Amphotericin B  was the most common medicine to treat amoebas. It’s inserted directly into the brain; however, this treatment usually fails. The CDC also has an investigational drug on study called Miltefosine for three free living amoebas including N. fowleri and it has had much better results.


About ycpmicro

My name is David Singleton, and I am an Associate Professor of Microbiology at York College of Pennsylvania. My main course is BIO230, a course taken by allied-health students at YCP. Views on this site are my own.

Posted on September 21, 2014, in Danger danger danger!, Guest Post. Bookmark the permalink. 6 Comments.

  1. As somebody who prefers warm bodies of water over cold ones, this article will definitely make me think twice about putting my head in the water. It’s somewhat scary to think about how it can live in so many environments, unbeknownst to people.

  2. I always wanted to get the ear of an infectious disease doc. I think back in 7th grade we learned that amoebae would revert from the third stage to the first stage if subjected to cold temperatures. If memory serves, the last US survivor was placed in a hypothermic induced coma. It would slow the amoebae down and then give the fungicidals more time to work… I hear they were looking into clorpromazine as a treatment. That ever pan out?

    • Tom–thanks for commenting! There were actually two US survivors in 2013, which was actually very surprising. Both patients were diagnosed early, which was likely critical, and both also received miltefosine as an experimental treatment. Miltefosine is used in the treatment of several other protozoan diseases (leishmaniasis, schistosomiasis), however has not been indicated for this use previously. Other than those two cases a year ago, there have only been two other case studies in the literature describing survival of primary amoebic encephalitis. One of them was on an episode of House.

  3. Thomas C. Barnes

    I’ve found my way back to this site and I am really impressed with your articles, Dave.

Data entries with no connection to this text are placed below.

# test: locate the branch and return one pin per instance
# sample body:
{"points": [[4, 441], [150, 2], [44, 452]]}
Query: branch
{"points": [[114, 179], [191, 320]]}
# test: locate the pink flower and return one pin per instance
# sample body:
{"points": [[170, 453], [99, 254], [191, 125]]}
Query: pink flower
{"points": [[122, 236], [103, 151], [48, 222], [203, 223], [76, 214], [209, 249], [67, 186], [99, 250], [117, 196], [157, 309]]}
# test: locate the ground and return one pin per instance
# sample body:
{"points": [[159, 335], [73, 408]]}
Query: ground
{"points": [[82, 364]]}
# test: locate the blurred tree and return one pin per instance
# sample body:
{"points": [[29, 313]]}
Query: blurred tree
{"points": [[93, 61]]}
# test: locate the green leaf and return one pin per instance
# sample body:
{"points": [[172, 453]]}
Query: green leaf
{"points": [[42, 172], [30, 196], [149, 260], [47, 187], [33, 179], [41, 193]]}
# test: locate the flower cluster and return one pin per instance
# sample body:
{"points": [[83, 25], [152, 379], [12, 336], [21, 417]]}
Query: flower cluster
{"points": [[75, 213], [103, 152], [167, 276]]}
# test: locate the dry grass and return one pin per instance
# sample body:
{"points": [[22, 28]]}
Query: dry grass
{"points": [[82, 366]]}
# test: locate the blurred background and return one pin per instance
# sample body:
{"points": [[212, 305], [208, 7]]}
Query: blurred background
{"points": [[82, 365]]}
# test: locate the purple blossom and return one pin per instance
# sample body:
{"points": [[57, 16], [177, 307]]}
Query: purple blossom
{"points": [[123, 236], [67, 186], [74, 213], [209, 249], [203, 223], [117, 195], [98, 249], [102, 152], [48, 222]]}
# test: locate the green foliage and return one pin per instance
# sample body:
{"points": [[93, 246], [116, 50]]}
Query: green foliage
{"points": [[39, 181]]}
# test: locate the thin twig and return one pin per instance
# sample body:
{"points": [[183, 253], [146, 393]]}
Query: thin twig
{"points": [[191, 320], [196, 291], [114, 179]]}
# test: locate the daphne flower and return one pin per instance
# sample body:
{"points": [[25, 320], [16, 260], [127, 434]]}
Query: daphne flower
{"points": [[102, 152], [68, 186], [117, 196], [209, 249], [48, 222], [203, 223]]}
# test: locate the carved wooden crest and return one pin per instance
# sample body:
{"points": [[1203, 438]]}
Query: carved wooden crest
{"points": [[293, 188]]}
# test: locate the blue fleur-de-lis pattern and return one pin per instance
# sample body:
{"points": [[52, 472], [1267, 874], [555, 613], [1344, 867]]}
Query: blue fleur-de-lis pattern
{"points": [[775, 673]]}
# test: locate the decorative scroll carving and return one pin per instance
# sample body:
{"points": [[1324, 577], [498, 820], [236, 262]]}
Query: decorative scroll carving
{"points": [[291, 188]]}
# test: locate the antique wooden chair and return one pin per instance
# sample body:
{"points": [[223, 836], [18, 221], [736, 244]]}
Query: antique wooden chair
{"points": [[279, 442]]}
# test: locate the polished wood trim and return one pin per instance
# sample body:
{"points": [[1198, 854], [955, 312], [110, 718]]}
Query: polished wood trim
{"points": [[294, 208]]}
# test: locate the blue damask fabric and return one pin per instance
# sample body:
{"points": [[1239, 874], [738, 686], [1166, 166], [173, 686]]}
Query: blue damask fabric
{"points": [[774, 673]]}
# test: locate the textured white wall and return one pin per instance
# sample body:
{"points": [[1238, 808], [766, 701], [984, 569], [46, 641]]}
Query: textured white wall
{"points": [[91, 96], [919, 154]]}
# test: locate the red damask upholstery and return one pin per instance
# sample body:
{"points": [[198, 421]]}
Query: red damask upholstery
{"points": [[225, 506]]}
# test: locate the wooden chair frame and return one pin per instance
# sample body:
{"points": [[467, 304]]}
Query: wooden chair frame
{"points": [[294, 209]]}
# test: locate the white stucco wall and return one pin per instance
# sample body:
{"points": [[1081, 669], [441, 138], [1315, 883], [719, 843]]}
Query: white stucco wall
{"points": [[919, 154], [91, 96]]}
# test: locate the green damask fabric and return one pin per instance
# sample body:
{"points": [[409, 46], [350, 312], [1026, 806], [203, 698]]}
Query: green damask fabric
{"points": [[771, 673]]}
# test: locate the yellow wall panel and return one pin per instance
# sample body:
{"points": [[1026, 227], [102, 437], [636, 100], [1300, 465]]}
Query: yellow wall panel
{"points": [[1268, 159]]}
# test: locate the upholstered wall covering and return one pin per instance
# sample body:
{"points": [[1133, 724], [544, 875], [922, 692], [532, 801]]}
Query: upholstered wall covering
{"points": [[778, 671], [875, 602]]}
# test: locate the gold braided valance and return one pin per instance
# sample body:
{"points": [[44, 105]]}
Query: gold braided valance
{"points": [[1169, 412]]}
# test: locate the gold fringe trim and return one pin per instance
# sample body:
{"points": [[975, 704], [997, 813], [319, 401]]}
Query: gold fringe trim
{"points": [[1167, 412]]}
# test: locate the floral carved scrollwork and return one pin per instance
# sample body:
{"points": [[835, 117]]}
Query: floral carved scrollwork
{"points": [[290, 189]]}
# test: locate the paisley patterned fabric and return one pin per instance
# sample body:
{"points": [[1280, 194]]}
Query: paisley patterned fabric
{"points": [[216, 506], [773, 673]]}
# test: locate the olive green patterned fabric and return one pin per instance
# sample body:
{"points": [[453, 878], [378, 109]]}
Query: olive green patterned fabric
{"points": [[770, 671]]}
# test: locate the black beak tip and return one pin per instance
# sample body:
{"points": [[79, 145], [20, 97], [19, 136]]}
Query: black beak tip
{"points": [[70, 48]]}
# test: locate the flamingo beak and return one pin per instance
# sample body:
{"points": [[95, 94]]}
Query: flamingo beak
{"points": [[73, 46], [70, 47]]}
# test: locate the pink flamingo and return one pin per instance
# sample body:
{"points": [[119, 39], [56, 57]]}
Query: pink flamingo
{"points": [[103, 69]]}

Your writings have a rare balance of scholarship and accessibility… Keep ’em coming!

    I had come across another article about miltefosine being used for these 2 cases and, if I recall correctly, the author opined that treatment latency was a significant factor for predicting outcomes. The female patient started within 36 hours of symtom onset and made a full recovery; in contrast, the male survivor started the treatment a few days after onset and he will likely experience permanent CNS damage. I noted at the time that there was another variable – medically induced hypothermia. Female got it, male did not. (Of course, I think the treatment team was viewing the hypothermia as means to reduce intercranial pressure from the inflammation and NOT to regress the amoebae to their “dormant” state.) I was just wondering aloud whether cooling the host had that ancillary benefit. Definitely out of my league here, but I’ll be visiting far more frequently! I may start something similar for cognitive/biological psychology. Lots of things need debunking in my field too!

    • Hi Tom, thanks a lot for the kind words! I started this up just about 4 years ago, initially as a personal writing exercise, plus as a mechanism to drive student engagement in the Nursing Micro course. I’m always happy to see people clicking in from FB or Twitter, that actually requires a conscious effort to click the link. For the students in my class, they are kind of a captive audience as I embed the WordPress blog into our college’s Learning Management System–the course site has this stuck in the middle. Currently, I am not getting to personally update as frequently as I do other times in the semester. There is a lot of interest in guest posting, like Maria above, with the enticement of bonus points. Fortunately, the students who take the time to find something find interesting topics to present!